Suppose you agreed with me that the science of well-being should strive to be value-apt, that mid-level theories is the way to provide value-aptness, and that all of this is compatible with scientific objectivity. Even so, you could still remain a skeptic about the very possibility of such a science. The missing piece is measurement and of all the assumptions of this field it is perhaps the most controversial. So is well-being measurable?

Much depends on what you mean by measurement. Everybody agrees that it requires a numerical scale that represents adequately the quantity in question. It is harder to find consensus on what it takes to justify such a scale and whether this justification is in place for well-being. The optimists devise questionnaires and validate them by conventional methods of psychometrcis, while the pessimists point out that these questionnaires are flawed in various ways. There are too many alleged flaws to discuss in one go, so I’ll focus on the objection that’s specific to well-being (as opposed to social and psychological measurement in general) and that I find most important.

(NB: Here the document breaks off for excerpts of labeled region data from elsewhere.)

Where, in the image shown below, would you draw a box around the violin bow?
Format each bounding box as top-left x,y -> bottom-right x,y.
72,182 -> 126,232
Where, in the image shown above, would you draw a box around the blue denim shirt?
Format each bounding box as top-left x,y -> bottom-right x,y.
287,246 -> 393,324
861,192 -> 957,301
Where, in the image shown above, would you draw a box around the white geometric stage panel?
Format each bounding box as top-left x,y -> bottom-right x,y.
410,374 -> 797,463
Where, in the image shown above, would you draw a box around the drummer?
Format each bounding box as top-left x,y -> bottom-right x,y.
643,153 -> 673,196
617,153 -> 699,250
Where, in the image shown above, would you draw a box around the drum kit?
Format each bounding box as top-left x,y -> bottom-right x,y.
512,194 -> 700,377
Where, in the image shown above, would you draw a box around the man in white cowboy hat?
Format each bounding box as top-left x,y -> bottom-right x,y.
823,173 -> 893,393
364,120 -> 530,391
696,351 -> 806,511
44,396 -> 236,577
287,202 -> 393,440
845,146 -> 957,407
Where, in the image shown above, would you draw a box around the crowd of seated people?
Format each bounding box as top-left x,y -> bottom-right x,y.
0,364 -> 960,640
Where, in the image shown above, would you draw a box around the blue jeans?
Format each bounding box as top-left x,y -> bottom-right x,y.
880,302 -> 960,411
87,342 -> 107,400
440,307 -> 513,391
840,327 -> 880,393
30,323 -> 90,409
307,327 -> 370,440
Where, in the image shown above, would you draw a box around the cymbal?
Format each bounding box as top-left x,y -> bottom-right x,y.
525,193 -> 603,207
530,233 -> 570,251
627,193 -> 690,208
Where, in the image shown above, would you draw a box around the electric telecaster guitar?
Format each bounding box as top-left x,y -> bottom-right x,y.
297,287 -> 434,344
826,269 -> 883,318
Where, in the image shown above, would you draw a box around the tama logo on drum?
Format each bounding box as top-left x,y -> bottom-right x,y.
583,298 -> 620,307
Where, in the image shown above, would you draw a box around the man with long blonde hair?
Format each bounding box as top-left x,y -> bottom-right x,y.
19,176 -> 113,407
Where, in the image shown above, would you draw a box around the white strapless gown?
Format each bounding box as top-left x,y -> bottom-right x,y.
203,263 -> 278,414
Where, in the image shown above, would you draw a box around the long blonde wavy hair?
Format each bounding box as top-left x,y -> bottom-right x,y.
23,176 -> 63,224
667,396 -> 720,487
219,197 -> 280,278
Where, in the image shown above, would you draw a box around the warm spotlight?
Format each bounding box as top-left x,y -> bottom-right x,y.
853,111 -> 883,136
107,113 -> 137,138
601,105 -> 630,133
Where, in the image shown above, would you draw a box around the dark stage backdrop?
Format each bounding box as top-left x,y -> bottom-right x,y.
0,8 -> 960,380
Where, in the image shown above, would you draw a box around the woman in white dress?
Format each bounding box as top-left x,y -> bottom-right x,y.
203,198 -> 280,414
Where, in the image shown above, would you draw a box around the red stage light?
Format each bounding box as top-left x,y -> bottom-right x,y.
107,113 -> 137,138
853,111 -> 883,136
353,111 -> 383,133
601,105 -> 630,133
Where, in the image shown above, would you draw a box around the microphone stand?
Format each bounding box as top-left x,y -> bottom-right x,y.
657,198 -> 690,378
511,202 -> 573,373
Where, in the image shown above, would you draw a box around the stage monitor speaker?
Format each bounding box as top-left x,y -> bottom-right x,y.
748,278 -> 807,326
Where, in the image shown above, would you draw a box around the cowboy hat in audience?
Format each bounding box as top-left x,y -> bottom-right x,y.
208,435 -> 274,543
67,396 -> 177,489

It starts with an eminently sensible premise that well-being is an inclusive good that encompasses several goods. These goods might be psychological happiness, physical health, achievement, love, friendship, etc. The second premise is even harder to deny – that the precise amount of each of these goods that’s relevant to well-being of an individual depends this individual’s history and identity. Well-being, this premise says, is like a tasty stew: adding more of an ingredient does not necessarily make it better, because it’s the overall combination – the whole – that has to work just right.

Now, the objection continues, look at any of the existing measures of well-being – hedonic profile, life satisfaction, objective indicators – none of these respects well-being wholism because each picks out a good or a set of goods and tries to quantify the amount of this good across individuals and then averages them according to the same rule for all. Because well-being wholism is impossible to implement in scales that apply to populations rather than individuals, well-being is not measurable, the skeptic concludes.

In the book I attribute this argument to Dan Hausman. Sadly my attribution appears to be wrong, so this lovely argument is yet to find its parent (please adopt it, somebody!). But I think this orphan argument is basically sound. The catch is that it works for only a specific kind of well-being – the all-things-considered individual kind. Given my view that this is only one concept of well-being among many, this argument pours cold water on the ambition to measure this kind of well-being, but not others.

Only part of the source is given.